Recursive logistic map vs continuous logistic function

[nomadreid]

how is the logistic function characterized by the differential equation
df(x)/dx = f(x)(1-f(x))
[with solution f(x)=1/(1+e^-x), but this is irrelevant to the question]
the continuous version of the logistic map, given by the recursive function:
x_n+1 = x_n(1-x_n)?
It would seem to me that, in order for the limit of the latter, as n goes to zero, to go to the former, you would need the latter to look like this:
x_n+1-x_n = x_n(1-x_n)

A second question: usually the logistic map is given by
x_n+1 = r.x_n(1-x_n) for some real r.
when taking the continuous version, does the r survive as
df(x)/dx = r.f(x)(1-f(x))?

Thanks.

 

[pasmith]

how is the logistic function characterized by the differential equation
df(x)/dx = f(x)(1-f(x))
the continuous version of the logistic map, given by the recursive function:
x_n+1 = x_n(1-x_n)?

It depends on what you mean by "continuous version". Given a suitable $f(x)$, you can either turn it into a continuous-time system by setting
$$\dot x = f(x)$$
or a discrete-time system by setting
$$x_{n+1} = f(x_n).$$
But it is not always the case that the two will behave similarly.
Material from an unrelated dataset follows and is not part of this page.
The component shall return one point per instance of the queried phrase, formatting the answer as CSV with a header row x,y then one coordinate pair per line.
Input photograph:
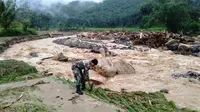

A different idea is the approximation of a differential equation by a recurrence relation. If one sets $t = nh$ and $x_n = x(nh)$ for some $h > 0$ then one can approximate $\dot x(t)$ by $(x_{n+1} - x_n)/h$ to obtain
$$x_{n+1} = x_n + hf(x_n).$$
But this is not the same recurrence relation as $x_{n+1} = f(x_n)$.